Forum Moderators: open

Message Too Old, No Replies

Thoughts on Google's Pagerank penalty for duplicate content

discussion on dupe content

         

heretic

3:20 pm on Nov 1, 2002 (gmt 0)

10+ Year Member



I've read a couple of posts on how google penalizes some sites for duplicate content. I'm not sure I quite understand exactly how they're doing this, but if I get it right, if you have 2 pages that differ by only x%, google penalizes both pages.

The problem Google needs to solve:
If there are a thousand sites mirroring DMOZ.org's content, the "correct" way for google to handle this is to ignore for the most part the duplicate content and only "count" DMOZ.org, UNLESS, someone is searching the content from within a particular domain. In summary, it wouldn't hurt to index the dupe content, but you would want their results hidden from searches. You also would NOT want to penalize the original content which is DMOZ.org. In most cases however, google will have no way dynamically to determine which content is the "original" one.

The google Solution:
Penalize all pages with duplicate content (although dmoz.org seems to be the exception). The penalization will result in lower Pagerank.

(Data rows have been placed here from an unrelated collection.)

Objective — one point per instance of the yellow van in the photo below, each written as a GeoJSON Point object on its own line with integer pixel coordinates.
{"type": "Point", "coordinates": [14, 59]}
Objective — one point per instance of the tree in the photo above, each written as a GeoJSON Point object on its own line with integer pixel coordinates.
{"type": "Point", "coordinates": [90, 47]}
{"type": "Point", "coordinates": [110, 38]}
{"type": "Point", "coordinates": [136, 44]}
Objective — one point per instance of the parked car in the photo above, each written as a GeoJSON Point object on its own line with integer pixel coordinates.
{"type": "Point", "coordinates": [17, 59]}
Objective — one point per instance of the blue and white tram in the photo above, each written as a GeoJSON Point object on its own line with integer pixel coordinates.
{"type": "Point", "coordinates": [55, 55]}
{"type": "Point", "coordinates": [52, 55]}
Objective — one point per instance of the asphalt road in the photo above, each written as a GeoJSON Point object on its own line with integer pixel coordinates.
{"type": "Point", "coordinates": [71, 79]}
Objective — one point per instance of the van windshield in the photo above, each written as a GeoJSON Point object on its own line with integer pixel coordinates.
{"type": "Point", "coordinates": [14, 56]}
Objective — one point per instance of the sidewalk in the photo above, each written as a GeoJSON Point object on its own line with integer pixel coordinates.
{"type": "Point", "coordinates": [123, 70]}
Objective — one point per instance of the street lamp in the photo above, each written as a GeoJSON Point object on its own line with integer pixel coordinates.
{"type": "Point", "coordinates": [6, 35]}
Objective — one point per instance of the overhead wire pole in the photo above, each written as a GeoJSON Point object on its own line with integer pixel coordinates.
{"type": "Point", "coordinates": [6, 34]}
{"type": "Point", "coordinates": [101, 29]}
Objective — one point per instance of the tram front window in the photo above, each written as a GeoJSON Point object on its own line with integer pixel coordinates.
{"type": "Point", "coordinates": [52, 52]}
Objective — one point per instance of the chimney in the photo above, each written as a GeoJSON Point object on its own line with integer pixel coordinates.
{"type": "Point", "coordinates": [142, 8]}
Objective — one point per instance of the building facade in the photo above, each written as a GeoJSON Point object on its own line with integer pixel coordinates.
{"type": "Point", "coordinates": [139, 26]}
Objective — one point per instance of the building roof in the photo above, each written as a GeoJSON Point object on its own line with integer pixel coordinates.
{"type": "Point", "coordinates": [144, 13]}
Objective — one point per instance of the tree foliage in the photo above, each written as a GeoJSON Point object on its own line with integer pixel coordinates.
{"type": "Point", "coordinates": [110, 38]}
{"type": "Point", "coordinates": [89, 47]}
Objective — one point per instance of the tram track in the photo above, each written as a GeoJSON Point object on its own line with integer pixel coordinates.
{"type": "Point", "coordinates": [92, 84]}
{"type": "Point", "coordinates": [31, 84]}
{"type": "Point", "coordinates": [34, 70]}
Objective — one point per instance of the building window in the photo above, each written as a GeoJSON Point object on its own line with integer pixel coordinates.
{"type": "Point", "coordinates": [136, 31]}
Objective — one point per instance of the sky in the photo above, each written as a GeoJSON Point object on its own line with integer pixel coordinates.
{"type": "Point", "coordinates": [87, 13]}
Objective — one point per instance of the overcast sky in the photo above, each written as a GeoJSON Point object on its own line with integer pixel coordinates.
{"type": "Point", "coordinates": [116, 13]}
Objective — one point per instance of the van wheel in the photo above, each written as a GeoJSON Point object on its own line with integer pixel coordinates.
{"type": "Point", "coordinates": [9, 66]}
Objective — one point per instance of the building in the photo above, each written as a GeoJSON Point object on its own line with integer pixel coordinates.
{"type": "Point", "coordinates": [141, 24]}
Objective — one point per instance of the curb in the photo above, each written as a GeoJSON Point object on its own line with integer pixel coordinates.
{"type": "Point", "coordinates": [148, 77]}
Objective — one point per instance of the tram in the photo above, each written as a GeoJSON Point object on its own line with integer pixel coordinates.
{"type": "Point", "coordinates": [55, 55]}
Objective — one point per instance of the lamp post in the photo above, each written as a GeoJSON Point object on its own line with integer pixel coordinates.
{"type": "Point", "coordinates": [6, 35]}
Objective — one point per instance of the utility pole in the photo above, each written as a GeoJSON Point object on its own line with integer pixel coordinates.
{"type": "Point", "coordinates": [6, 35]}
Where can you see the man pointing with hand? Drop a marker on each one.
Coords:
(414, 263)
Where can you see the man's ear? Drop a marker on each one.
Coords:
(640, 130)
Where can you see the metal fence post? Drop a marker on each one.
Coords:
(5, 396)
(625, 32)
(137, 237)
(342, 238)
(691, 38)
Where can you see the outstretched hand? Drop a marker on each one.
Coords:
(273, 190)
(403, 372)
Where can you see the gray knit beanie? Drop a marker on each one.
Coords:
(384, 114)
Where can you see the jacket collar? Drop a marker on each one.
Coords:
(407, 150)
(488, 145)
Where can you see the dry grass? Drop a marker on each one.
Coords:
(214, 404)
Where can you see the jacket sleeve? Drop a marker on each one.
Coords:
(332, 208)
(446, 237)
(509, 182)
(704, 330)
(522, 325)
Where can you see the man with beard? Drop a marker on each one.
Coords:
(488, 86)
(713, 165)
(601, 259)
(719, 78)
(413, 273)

The problem(s) caused by this solution:
There are many legitimate reasons for duplicate content. For example, mirrors. PHP.net has nice documentation and that is the original page. But if you are in Sweden, you may prefer to view the content from a mirror in Sweden. So perhaps php.net "deserves" the higher pagerank, but should the page in sweden have a "low" pagerank just because it is a mirror? Maybe. But then a search for "PHP manual +Sweden -America" may give less relevant sites a higher ranking due to the lower PR for that mirrored page.

But a stronger example where this causes a problem is where you have a database and want to display the same data in different ways. Let's say an articles database. You may want to sort by author, by category, by title of article. Each view may differ by only 10%. But it is original content, good content. Why should all of the pages have a lower pagerank?

Is there a better solution?:
Seems to me that rather than penalize ALL of the sites with duplicate content by offering a lower PR, it would be better to leave the PR as is and decide a kind of "penalty" based on the search done..so when a search is done, dynamically choose which of the dupe content is "most relevant", "most important" and perhaps "highest PR w/o any penalty" and hide the rest.

What do you google experts think?

P.S. Anyone notice Yahoo putting googlism in their cool websites link today? I searched googlism on googlism and had almost no responses...

JonB

3:35 pm on Nov 1, 2002 (gmt 0)

10+ Year Member



i dont think they penalize or should penalize duplicate content. they should defintelly just ignore the page with lower pr , that is put site with heigher score into results.

otherwise it would be too easy to kill comptetition.you would jsut go to one free web provider,dwonalod entire comptetitor site with let say teleport pro, upload and next update they are both pr 0.

i think theycant jsut do simple "both get pr 0".

jackofalltrades

3:38 pm on Nov 1, 2002 (gmt 0)



I always assumed the dup content issue was enforced to stop sites dominating the top ten with the same content.

Eg, www.sitea.com, www.siteb.com, etc all having the same content, but sitea is number 1 in the SERPs, siteb is number 2, and the overall owner of the sites reaps the benefits of dominating that keyword.

This is what Google is penalising, as it is anti competitive and of no use to the user.

On the issues of databases displaying listings, I dont think there is a problem. Duplicating content within a single site can hold no benefit (other than spammy keyword repetition - but thats a seperate issue), so I dont think Google will pay much attention to it.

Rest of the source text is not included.